Mobile apps, in that there’s no flash between pages. This is because we’re swapping out the content inside a static shell. All of which emanates from the router. It is in the router that we dictate the page names and their destination. Typically, we’d do something like this:

import { NgModule } from '@angular/core';
import { Routes, RouterModule } from '@angular/router';

const routes: Routes = [
  { path: 'module-one', component: 'SomeComponent' }
];

@NgModule({
  imports: [RouterModule.forRoot(routes)],
  exports: [RouterModule],
})
export class AppRoutingModule {}

Navigating to components in this manner loads them all simultaneously though. Modules will also be eager to load on startup. We can change this scenario via loadChildren, which activates Lazy Loading.

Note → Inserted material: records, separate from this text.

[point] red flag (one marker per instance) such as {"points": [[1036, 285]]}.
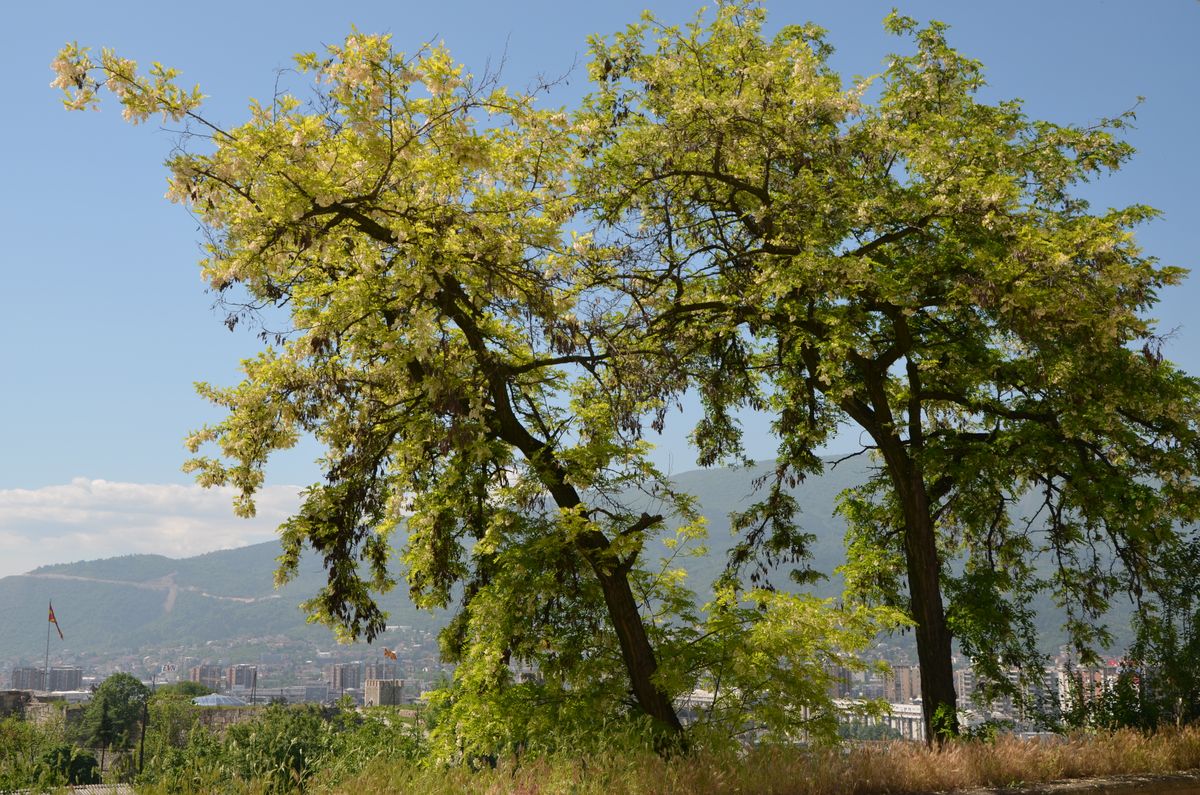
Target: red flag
{"points": [[55, 622]]}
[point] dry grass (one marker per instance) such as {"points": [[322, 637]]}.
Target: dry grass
{"points": [[887, 769]]}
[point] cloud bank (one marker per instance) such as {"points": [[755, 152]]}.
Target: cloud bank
{"points": [[88, 519]]}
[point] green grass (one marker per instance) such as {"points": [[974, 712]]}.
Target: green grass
{"points": [[892, 767]]}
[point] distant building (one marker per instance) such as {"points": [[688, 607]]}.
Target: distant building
{"points": [[13, 703], [381, 670], [241, 677], [65, 679], [210, 676], [383, 692], [903, 686], [345, 676], [28, 679]]}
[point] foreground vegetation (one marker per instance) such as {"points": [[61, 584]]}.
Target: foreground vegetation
{"points": [[484, 311], [892, 767], [387, 749]]}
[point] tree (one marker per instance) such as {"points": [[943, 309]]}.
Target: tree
{"points": [[921, 266], [473, 369], [113, 717]]}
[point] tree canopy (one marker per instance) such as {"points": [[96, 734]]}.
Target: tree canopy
{"points": [[483, 308], [905, 257], [114, 715], [472, 363]]}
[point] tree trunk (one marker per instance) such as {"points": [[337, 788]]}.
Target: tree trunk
{"points": [[636, 650], [937, 698]]}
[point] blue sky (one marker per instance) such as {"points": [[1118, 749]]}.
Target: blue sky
{"points": [[106, 324]]}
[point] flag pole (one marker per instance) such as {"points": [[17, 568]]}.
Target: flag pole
{"points": [[46, 670]]}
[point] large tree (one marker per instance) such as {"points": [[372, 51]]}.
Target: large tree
{"points": [[474, 370], [900, 256]]}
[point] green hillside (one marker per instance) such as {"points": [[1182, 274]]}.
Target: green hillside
{"points": [[125, 603]]}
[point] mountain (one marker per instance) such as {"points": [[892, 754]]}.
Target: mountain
{"points": [[126, 603]]}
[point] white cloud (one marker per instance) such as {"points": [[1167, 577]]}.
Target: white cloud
{"points": [[89, 519]]}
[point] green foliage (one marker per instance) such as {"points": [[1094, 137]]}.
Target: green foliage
{"points": [[481, 306], [471, 362], [66, 765], [282, 749], [905, 257], [1168, 638], [22, 747], [113, 717]]}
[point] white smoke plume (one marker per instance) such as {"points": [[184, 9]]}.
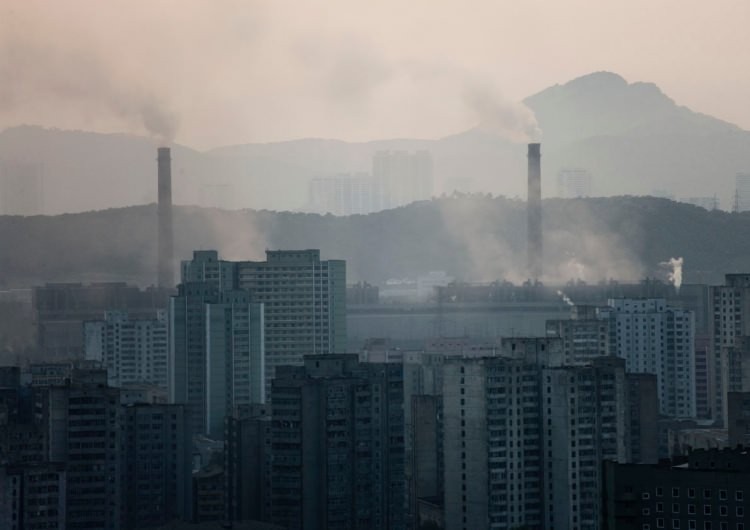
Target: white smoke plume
{"points": [[496, 114], [675, 275]]}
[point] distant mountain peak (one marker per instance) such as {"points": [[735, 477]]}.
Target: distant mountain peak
{"points": [[599, 79]]}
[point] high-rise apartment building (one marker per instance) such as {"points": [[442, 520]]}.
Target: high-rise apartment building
{"points": [[21, 188], [658, 339], [304, 300], [133, 350], [338, 445], [344, 195], [402, 177], [584, 337], [82, 423], [77, 458], [524, 437], [729, 352], [156, 456], [60, 309], [216, 353], [742, 192], [707, 490]]}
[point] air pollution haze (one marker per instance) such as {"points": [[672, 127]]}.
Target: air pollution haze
{"points": [[235, 72]]}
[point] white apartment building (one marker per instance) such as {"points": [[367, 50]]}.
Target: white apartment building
{"points": [[132, 350], [657, 339]]}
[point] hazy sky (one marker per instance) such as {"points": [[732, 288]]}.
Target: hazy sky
{"points": [[225, 72]]}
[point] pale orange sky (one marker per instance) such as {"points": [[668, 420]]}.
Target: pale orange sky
{"points": [[227, 72]]}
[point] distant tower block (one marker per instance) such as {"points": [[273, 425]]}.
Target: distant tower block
{"points": [[534, 211], [166, 244]]}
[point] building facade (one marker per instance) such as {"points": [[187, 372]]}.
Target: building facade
{"points": [[708, 490], [132, 350], [337, 442], [658, 339], [524, 436], [216, 351]]}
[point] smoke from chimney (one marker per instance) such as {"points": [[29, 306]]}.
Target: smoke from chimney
{"points": [[166, 246], [534, 211]]}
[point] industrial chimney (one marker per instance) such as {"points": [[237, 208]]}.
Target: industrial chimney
{"points": [[534, 211], [166, 248]]}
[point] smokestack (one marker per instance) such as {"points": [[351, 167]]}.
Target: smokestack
{"points": [[534, 211], [166, 250]]}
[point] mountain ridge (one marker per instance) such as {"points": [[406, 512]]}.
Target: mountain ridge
{"points": [[631, 137]]}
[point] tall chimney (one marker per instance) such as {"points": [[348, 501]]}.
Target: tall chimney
{"points": [[534, 211], [166, 247]]}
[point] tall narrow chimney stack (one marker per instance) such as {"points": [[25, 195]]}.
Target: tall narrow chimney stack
{"points": [[534, 211], [166, 246]]}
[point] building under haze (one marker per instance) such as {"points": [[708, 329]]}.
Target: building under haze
{"points": [[402, 177], [304, 299], [729, 354], [574, 183], [354, 194], [337, 442], [216, 352], [742, 192], [133, 351], [60, 309]]}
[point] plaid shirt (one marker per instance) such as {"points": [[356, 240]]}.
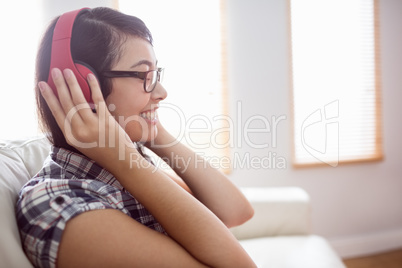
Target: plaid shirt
{"points": [[68, 185]]}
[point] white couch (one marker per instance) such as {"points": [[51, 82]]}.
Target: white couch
{"points": [[277, 236]]}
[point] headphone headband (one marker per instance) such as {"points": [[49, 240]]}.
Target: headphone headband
{"points": [[61, 53]]}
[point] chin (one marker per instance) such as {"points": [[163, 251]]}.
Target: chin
{"points": [[144, 137]]}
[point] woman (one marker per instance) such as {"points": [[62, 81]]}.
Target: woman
{"points": [[98, 202]]}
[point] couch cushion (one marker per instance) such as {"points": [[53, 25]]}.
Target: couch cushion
{"points": [[308, 251], [277, 211], [19, 161]]}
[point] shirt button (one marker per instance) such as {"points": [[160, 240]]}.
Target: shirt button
{"points": [[59, 200]]}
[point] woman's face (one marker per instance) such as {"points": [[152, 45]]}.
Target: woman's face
{"points": [[133, 108]]}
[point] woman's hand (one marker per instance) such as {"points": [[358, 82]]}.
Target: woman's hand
{"points": [[95, 134]]}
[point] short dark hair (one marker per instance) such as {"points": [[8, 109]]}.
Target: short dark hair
{"points": [[97, 37]]}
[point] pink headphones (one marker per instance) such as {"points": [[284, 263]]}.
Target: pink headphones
{"points": [[61, 53]]}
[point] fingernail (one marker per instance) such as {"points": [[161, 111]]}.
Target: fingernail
{"points": [[91, 77], [55, 73], [67, 73], [42, 86]]}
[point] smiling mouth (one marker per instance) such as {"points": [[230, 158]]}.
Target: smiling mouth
{"points": [[150, 115]]}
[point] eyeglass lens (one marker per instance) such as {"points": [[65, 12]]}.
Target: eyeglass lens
{"points": [[151, 80]]}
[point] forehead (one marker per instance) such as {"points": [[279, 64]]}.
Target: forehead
{"points": [[136, 52]]}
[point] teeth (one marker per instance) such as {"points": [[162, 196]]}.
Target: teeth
{"points": [[148, 115]]}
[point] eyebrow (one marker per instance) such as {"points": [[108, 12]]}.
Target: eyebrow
{"points": [[146, 62]]}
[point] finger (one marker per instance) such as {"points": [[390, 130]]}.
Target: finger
{"points": [[62, 90], [54, 104], [96, 93], [77, 95]]}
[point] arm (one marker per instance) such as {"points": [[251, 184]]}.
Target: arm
{"points": [[189, 223], [208, 184]]}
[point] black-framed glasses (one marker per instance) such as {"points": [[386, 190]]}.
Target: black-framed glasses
{"points": [[151, 78]]}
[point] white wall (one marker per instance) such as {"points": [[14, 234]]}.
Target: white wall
{"points": [[358, 207]]}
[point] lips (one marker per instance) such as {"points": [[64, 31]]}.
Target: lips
{"points": [[150, 115]]}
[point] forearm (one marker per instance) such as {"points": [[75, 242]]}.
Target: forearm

import { NgModule } from '@angular/core';
import { Routes, RouterModule } from '@angular/router';
    
const routes: Routes = [
  {
    path: 'feature-module',
    loadChildren: () => import('./feature-module.module').then((m) => m.ModuleOneModule)
  }
];

@NgModule({
  imports: [RouterModule.forRoot(routes)],
  exports: [RouterModule],
})
export class AppRoutingModule {}

The Feature Module then looks like this:

// Feature Module
import { NgModule } from '@angular/core';
import { Routes, RouterModule } from '@angular/router';
    
const routes: Routes = [
  {
    path: '',
    component: FeatureComponent,
    children: [{ path: 'my-route', component: FeatureComponent }],
  },
];
    
@NgModule({
  imports: [RouterModule.forChild(routes)],
  exports: [RouterModule],
})
export class FeatureRoutingModule {}

Not every app though has modules. Or the need for them. If you wanted to simply route to components, and include child routes too, it’d look like this. Not too complicated, right? Check out the code here.

const routes: Routes = [
  { path: '', component: HomeComponent },
  {
    path: 'about',
    component: AboutComponent,
    children: [
      { path: '', component: EmployeesComponent },
      { path: 'employees', component: EmployeesComponent },
      { path: 'goals', component: GoalsComponent },
      { path: 'services', component: ServicesComponent },
    ],
  },
  { path: 'products', component: ProductsComponent },
  { path: 'contact', component: ContactComponent },
];

Frontend frameworks such as Angular are shockingly powerful, flexible, and robust. Angular has a massive library of classes. Therefore, whatever the need, there’s most likely inbuilt support for it. Other frameworks require third party systems to do what Angular comes fully equipped with. But I digress. Check out the Stackblitz if you’re stuck or want to tinker with the code. Hope you’ve enjoyed this brief post on routing in Angular.